This desire to find represenations that reduce the dimensionality led me to a class of neural networks known as autoencoders. Through the magic of deep learning, we can perform this dimensionality reduction by training of thousands of game of life configurations that are naturally evolved from random seeds. The autoencoder simultaneously trains both an encoder and a decoder. The encoder takes the 900 dimensional game of life image and outputs a much lower dimensional latent vector. The decoder takes the low dimensional latent vector and tries to recreate the original game of life board. The training process seeks to minimize the difference between the original board and the regenerated board that has low dimensional information bottleneck. I found for this instance, the smallest latent vector that is a power of 2 is 32 dimensions.
Note the autoencoder is trained to generate binary black and white images. It does not have access to color information. The autoencoder code is forked from BAVE-tf, with custom convolutional and dense layers designed for the game of life by me. See BAVE-tf for source code. I used my introductory $300 of Google Cloud Compute credits to train some of these models. After burning through my credits, I invested in a entry level Nvidia GPU for training.

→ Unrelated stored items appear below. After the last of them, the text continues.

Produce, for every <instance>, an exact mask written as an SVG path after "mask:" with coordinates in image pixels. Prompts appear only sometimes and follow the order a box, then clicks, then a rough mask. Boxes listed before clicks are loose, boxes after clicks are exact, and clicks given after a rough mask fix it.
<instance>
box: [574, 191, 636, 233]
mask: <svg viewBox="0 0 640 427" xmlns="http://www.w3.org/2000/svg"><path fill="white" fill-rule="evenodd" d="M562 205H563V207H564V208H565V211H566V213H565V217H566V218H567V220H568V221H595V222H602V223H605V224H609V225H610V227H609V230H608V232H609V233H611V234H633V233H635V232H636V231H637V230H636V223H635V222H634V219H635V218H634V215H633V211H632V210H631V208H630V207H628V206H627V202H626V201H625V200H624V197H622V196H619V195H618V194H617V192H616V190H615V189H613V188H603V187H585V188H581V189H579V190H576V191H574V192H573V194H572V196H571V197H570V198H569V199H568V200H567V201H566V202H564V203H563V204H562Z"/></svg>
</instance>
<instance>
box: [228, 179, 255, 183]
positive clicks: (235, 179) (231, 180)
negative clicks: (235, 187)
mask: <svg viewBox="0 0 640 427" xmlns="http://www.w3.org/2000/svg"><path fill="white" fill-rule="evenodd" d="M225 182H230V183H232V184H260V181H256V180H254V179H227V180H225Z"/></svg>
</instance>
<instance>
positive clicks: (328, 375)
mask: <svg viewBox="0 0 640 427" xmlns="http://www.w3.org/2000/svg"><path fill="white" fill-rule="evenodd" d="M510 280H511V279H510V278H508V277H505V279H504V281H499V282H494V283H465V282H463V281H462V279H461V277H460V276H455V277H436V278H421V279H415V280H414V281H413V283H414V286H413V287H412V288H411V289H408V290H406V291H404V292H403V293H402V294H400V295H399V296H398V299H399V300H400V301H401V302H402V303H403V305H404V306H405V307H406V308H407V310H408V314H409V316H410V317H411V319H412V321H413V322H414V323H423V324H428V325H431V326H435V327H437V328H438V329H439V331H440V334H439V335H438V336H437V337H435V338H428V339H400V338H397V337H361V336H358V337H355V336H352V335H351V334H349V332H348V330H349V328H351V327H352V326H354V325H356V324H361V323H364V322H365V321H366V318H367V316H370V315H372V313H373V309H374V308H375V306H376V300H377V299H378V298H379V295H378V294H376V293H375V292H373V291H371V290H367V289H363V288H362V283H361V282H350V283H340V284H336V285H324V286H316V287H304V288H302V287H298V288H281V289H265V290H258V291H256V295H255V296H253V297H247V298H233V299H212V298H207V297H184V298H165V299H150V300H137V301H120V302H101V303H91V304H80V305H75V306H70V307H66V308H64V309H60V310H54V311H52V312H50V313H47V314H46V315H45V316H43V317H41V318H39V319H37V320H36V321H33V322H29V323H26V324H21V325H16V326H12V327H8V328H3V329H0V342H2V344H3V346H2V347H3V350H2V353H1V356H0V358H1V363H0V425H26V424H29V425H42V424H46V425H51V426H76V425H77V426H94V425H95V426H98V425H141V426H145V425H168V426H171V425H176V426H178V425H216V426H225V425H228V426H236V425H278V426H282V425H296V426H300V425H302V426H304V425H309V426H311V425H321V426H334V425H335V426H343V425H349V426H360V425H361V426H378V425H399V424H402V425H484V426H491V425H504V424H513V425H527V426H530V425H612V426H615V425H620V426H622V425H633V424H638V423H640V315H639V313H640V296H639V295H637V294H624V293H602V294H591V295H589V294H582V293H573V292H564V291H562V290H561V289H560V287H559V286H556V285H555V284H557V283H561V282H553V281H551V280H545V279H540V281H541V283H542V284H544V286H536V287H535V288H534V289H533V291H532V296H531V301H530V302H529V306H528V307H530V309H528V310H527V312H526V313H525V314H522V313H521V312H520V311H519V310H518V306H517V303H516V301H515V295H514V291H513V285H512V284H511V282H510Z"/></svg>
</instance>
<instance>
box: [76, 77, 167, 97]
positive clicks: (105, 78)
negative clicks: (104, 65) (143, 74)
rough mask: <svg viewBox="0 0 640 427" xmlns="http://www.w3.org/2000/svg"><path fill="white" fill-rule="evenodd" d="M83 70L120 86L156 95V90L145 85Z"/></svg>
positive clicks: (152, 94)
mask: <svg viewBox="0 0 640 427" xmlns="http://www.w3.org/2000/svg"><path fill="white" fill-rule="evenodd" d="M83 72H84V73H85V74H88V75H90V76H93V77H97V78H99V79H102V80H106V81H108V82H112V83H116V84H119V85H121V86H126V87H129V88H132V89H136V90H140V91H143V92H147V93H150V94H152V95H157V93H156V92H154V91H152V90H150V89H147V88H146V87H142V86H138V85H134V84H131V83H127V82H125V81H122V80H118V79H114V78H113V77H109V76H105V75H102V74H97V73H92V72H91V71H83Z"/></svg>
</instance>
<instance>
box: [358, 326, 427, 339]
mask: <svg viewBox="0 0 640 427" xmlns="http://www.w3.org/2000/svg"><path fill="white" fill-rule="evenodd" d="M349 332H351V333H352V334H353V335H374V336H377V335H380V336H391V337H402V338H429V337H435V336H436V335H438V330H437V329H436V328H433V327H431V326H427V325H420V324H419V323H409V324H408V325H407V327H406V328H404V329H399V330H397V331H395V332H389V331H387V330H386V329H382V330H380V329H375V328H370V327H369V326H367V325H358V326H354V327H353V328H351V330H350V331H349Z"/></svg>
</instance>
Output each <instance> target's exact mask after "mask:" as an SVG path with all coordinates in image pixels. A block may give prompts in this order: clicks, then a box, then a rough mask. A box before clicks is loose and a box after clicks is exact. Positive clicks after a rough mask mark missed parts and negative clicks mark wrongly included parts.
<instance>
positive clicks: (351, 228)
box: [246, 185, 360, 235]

For autoencoders that can generate music, I used a pre-trained model from Google’s Project Magenta. These pre-trained models are especially helpful because they are trained on high quality data with computational resources that I can only drool at. The researchers here trained autoencoders that can represent 2 bar melodies or drumlines.
Using these two autoencoders, I can then translate game of life boards into musical beats or melodies by leveraging an interesting property of autoencoders, namely, points close to each other in the lower dimensional latent space are also close to each other in the higher dimeensional space. Due to this characteristic, I can captures the relative movement in game of life space and translate that into a similar movement in the music space, giving an dynamic to the music generation that is “inspired” by the evolving game. I do this by connecting the trained encoder of the game of life board to the trained decoder for music generation at the latent space. Because the dimensionalities of the latent spaces for the music autoencoders are much larger, I pick a random 32 dimensional subspace for the much larger (size 128 or 256) space and a random starting point before starting the game. For each iteration of the game of life, I calculate how much deviation occurred in the game of life latent space, and translate an equal amount in the music latent space via the predefine subspace. Using pygame and its built in midi player, I can run this on my laptop before running it through the LED board.
Although with much effort, I was able to get Tensorflow to run on a Raspberry Pi 3, it doe not offer nearly enough memory or computational speed to perform inference with these autoencoder models in real-time. As a result, I built a way to stream the game of life and music generation from my laptop to the Raspberry Pi using UDP streaming. Here is a video of the game of life playing the Project Magenta’s trained drumsets.
Although interesting, the results only begs for further development. I am always looking for ideas on this front :)